Non sarà una campagna elettorale "civile". Un'altra rasoiata alla
credibilità della Lega Nord, che avrebbe usato soldi pubblici per
"rimpolpare" i redditi dei propri parlamentari.
Nuova bufera sul Carroccio. Repubblica apre il suo giornale di oggi raccontando che sarebbero sotto osservazione le spese del gruppo a Palazzo Madama.
Interrogata
la segretaria del tesoriere che dice: «il gruppo pagava l'affitto del
senatore Bricolo e una sua carta di credito. Al senatore Calderoli
veniva dati 2.000 euro al mese. Dal dicembre 2011 li ritirava in
contanti». Ma ci sarebbe anche il pagamento dell'affitto al capogruppo
(1.250 euro) e la copertura della sua carta di credito; assegni girati a
collaboratori per finalità non chiare.
Il quotidiano annuncia che
la Procura della Repubblica di Roma ha aperto un'inchiesta, curata dal
sostituto Roberto Felici. Inchiesta che è ancora alle battute iniziali:
gli inquirenti sono in fase di riscontro, ma sembra stia procedendo
piuttosto spedita.
A fare rivelazioni assai documentate è la
segretaria del tesoriere del gruppo (il senatore Piergiorgio Stiffoni)
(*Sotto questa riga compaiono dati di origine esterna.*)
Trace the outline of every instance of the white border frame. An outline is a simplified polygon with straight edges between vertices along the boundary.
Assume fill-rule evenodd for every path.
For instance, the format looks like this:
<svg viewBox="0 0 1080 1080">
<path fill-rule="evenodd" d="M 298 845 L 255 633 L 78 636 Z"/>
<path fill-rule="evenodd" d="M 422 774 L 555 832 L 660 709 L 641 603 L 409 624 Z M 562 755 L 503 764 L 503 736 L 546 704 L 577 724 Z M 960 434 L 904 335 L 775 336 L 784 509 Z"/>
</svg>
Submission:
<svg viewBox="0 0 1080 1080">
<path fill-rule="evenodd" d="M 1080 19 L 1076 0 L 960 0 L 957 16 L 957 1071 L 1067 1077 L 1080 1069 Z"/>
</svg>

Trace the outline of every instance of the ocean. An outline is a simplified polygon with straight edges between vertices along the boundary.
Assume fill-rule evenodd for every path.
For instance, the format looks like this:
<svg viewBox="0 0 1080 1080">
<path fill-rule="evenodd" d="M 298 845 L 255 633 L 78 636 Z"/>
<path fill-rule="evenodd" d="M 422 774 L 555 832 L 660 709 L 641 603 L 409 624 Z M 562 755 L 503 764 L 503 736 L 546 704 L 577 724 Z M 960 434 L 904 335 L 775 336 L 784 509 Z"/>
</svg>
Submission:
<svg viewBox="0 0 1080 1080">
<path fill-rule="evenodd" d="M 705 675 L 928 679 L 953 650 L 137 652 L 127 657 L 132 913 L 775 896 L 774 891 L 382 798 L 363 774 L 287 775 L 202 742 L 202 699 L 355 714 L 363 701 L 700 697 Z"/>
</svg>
Manuela Maria Privitera. Nata nel '67 a Londra, tra i pochissimi ad
avere gestione piena e diretta dei milioni di euro di fondi pubblici
nelle disponibilità del gruppo a Palazzo Madama.
Emerge un quadro
senza precedenti dalla sua deposizione resa il 27 novembre scorso in
Procura e dal memoriale che la stessa segretaria consegna ai pm, con
tanto di allegati e ricevute. Il quotidiano pubblica anche la foto del
verbale della deposizione di Privitera.
Fin qui la cronaca. Se il
"vecchio" centrodestra berlusconian-leghista immaginava di potersi
ripresentare sulla scena politica, a un anno di distanza, contando sulla
rapida dimenticanza pubblica degli innumerevoli scandali che l'avevano
messo fuori gioco, ha fatto male i suoi conti. Tanto più se, com'era
ampiamente previsto, l'impostazione della sua campagna elettorale viene
impostata su un "anti-montismo" e anti-europeismo straccione. Le Ruby, i
Fiorito e i Trota sono migliaia da quelle parti. Basta alzare un attimo
la pietra, in qualsiasi punto del loro terreno, e il verminaio viene
allo scoperto.
Questo non ci sorprende affatto. Ma ci sembrano necessarie due osservazioni.
La
prima è quasi ovvia. Il "centrismo montiano" può cercare consensi
elettorali solo demolendo le casematte del centrodestra fin qui
esistito. Prendere voti "a sinistra" è molto più difficile, nonostante
Ichino (non proprio il massimo della popolarità, da quelle parti), anche
perché gran parte della base sociale di centrosinistra è quella che più
ha subito i contraccolpi delle "riforme strutturali" tatuate dal
governo "tecnico". Poiché il potere clientelare dei montiani è
indubbiamente minore di quello berlusconian-leghista, un buon modo di
sottrargli consensi già barcollanti è fucilarne lo stato maggiore sul
campo giudiziario e mediatico. La destra italiana futura dovrà essere
europeista doc e un po' meno famelica quanto a denaro pubblico. Le sue
entrate, del resto potranno essere incrementate dal normale lobbismo, come a Bruxelles.
La
seconda è di carattere più generale. Le critiche alle modalità di
costruzione dell'Unione europea e alle politiche della Troika (Bce, Ue,
Fmi) sono ampiamente sgradite ai vertici del nuovo establishment
italico. Se potessero le metterebbero fuori legge. Non potendo,
cercheranno di "silenziarle" - come da autorevolissimo invito dello
stesso Monti - tramite il controllo assoluto dei media (quotidiani e tv)
e, a seconda del soggetto "contestatore", qualche inchiesta "suggerita"
alla magistratura (che ha l'obbligo dell'azione penale quando riceve -
non importa come - una "notizia di reato") o più sbrigativo e disinvolto
uso della forza di polizia.
Questa considerazione riguarda ovviamente anche e soprattutto l'opposizione di classe a queste politiche.